Investigators show that both terms tend to be used in different contexts within the biomedical literature.
Although the terms “eczema” and “atopic dermatitis” are typically used interchangeably, use of either term may have implications on meta-analyses, systematic reviews, and text-mining, according to a new study.
The study investigators found significant discrepancies between the terms in regard to the type of literature and information retrieved through database searches.
The team, led by Clément Frainay, PhD, School of Public Health, Imperial College London, searched the PubMed search engine for both terms, implementing machine learning to investigative the contexts in which either term has been used.
“We [chose] the corpus that pre-dates the recent 2017 recommendations on terminology, as their endorsement and impact cannot be properly assessed yet at time of writing.,” they noted.
Frainay and team then used a decision tree approach where they trained a model to predict whether an article would be indexed with eczema or atopic dermatitis tags. Text-mining tools were used to extract biological entities associated with either term.
Overall, the investigators found that an ‘AD’ query produced articles related to veterinary science, biochemistry, cellular, and molecular biology—while 'eczema' produced results linked to public health, infectious disease, and respiratory system.
Further, there were differences in ‘AD’ and ‘Eczema’-related terms from the Medical Subject Headings (MeSH) thesaurus, a resource that provides a controlled biomedical vocabulary. More specifically, there was a 52% agreement between the top 40 lists.
“The presence of terms related to cellular mechanisms, especially allergies and inflammation, characterized AD literature,” the investigators wrote. “The metabolites mentioned more frequently than expected in articles with AD tag differed from those indexed with eczema.”
They also found that eczema produced fewer enriched genes when compared with AD. Also, the genes retrieved from AD covered an average of 91.2% of the total number of genes retrieved from eczema or AD.
Gene Set to Diseases (GS2D) retrieved only 2 genes through an eczema search, which were also in the ‘AD’ search.
However, with Polysearch, 17 genes retrieved from an eczema search were not retrieved from an AD search.
Frainay and team emphasized the differing contexts in which both terms had been used.
“Our results are an example of the implications of disease name ambiguity on text mining approaches, and emphasize the need to characterize, in terms of topics and content, the literature associated with each term and detect when two ‘synonymous’ disease names don’t carry the same information,” they wrote.
They suggested that a systematic approach should be employed using both terms jointly.
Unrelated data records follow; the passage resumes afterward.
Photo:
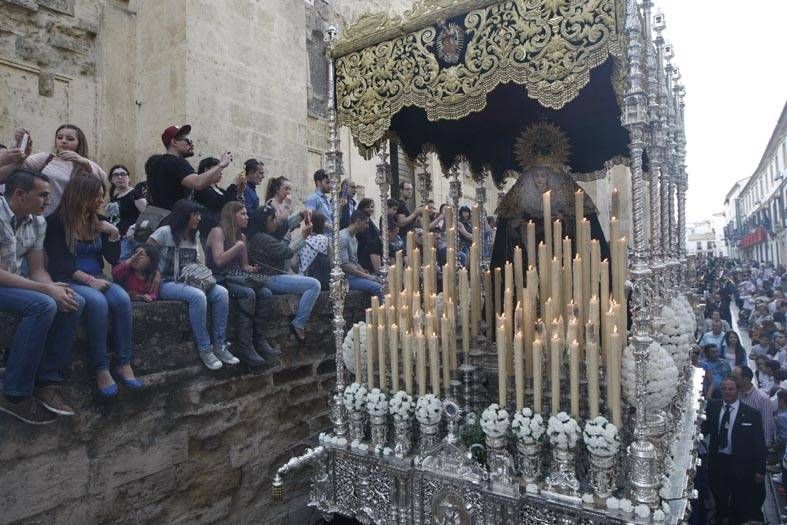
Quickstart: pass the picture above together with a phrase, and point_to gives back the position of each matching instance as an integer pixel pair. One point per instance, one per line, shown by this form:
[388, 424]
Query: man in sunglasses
[171, 177]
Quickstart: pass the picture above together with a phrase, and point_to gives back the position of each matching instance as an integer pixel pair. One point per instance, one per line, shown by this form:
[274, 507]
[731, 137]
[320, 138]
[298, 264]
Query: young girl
[70, 155]
[129, 202]
[77, 242]
[181, 235]
[139, 274]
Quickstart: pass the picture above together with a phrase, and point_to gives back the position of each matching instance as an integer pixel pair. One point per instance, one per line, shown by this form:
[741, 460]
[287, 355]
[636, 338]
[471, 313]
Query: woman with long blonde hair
[70, 156]
[227, 256]
[77, 242]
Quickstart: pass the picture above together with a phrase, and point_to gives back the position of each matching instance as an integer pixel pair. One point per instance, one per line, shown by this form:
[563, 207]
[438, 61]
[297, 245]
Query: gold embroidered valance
[448, 68]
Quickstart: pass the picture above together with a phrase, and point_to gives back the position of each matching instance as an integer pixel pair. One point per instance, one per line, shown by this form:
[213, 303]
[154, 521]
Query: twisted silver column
[338, 287]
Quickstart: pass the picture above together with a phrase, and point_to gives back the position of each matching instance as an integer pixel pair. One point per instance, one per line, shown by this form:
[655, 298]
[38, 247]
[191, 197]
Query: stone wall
[193, 447]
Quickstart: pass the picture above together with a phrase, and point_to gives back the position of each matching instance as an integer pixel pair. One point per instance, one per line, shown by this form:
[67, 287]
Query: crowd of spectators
[748, 296]
[78, 245]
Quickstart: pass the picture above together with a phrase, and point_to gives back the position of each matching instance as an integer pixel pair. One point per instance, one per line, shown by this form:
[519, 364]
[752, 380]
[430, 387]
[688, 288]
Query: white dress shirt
[733, 412]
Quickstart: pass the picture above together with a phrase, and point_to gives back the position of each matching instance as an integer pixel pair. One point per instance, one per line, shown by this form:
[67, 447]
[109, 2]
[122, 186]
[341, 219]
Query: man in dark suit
[736, 456]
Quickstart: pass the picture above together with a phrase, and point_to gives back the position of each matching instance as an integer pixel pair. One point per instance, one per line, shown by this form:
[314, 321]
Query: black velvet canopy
[486, 139]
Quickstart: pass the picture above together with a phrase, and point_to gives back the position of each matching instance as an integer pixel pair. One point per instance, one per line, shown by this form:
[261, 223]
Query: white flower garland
[347, 349]
[661, 377]
[563, 431]
[601, 437]
[429, 410]
[402, 406]
[376, 403]
[495, 421]
[528, 427]
[676, 335]
[355, 397]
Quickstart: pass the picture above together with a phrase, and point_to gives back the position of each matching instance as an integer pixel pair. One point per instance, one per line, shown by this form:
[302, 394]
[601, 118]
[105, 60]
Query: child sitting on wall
[139, 275]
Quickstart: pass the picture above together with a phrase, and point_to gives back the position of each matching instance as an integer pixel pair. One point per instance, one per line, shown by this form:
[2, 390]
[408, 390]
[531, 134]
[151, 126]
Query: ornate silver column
[338, 290]
[423, 181]
[383, 180]
[641, 452]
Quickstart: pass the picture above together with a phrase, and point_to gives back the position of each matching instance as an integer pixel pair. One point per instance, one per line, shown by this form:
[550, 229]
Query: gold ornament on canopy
[549, 46]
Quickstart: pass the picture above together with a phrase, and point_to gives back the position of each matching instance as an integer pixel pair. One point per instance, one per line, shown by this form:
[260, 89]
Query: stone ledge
[163, 339]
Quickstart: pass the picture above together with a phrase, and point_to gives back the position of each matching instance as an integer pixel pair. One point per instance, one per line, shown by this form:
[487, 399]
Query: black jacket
[748, 441]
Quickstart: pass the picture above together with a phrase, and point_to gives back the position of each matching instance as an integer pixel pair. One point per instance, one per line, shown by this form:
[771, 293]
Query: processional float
[578, 402]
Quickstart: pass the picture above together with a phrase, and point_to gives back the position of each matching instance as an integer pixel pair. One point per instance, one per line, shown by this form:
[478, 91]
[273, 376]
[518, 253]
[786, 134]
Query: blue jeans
[42, 344]
[198, 310]
[307, 287]
[127, 247]
[108, 310]
[366, 285]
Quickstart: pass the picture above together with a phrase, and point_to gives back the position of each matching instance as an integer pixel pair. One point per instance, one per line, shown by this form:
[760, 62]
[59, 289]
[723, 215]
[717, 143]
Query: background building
[758, 231]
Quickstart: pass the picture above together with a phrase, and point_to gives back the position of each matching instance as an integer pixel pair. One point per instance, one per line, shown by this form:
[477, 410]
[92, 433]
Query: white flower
[402, 406]
[348, 354]
[626, 506]
[495, 421]
[354, 397]
[563, 431]
[642, 511]
[377, 403]
[661, 377]
[429, 410]
[527, 427]
[601, 437]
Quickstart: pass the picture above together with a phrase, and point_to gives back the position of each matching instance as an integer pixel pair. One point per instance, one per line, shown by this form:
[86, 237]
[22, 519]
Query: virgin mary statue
[542, 151]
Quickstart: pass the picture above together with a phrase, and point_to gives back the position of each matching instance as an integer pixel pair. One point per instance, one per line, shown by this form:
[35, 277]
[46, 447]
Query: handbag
[243, 278]
[193, 274]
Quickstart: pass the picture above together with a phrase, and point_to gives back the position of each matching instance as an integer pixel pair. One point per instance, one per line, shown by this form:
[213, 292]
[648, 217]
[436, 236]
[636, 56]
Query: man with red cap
[171, 177]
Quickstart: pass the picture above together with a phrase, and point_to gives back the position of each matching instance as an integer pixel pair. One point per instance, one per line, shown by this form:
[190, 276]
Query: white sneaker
[223, 353]
[209, 360]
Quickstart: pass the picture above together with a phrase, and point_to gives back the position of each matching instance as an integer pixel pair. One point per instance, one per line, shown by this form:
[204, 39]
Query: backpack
[320, 269]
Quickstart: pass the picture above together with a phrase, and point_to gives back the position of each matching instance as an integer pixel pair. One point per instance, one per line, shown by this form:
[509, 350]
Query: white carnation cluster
[563, 431]
[429, 410]
[661, 381]
[354, 397]
[677, 334]
[601, 437]
[495, 421]
[377, 403]
[528, 427]
[348, 353]
[402, 406]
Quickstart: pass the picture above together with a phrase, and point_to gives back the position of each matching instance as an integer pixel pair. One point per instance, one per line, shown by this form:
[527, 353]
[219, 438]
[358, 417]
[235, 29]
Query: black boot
[243, 348]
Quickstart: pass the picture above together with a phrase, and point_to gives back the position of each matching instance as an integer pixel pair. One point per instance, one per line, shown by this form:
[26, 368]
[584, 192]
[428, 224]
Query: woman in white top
[70, 154]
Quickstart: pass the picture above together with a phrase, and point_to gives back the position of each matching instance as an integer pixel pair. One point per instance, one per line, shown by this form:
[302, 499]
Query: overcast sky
[732, 59]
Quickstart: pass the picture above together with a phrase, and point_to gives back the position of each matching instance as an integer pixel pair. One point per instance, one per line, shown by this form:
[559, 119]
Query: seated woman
[180, 237]
[227, 257]
[269, 251]
[315, 258]
[77, 242]
[213, 198]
Even more, they proposed decision tree learning as a tool to identify and characterize term ambiguity.
“Our results should raise awareness of the potential bias imputed to the term used when relying on text-mining approach and exemplify the importance of setting proper time frame and terms when querying publication database,” the investigators concluded.
The study, “Atopic dermatitis or Eczema? Consequences of ambiguity in disease name for biomedical literature mining,” was published online in Clinical and Experimental Allergy.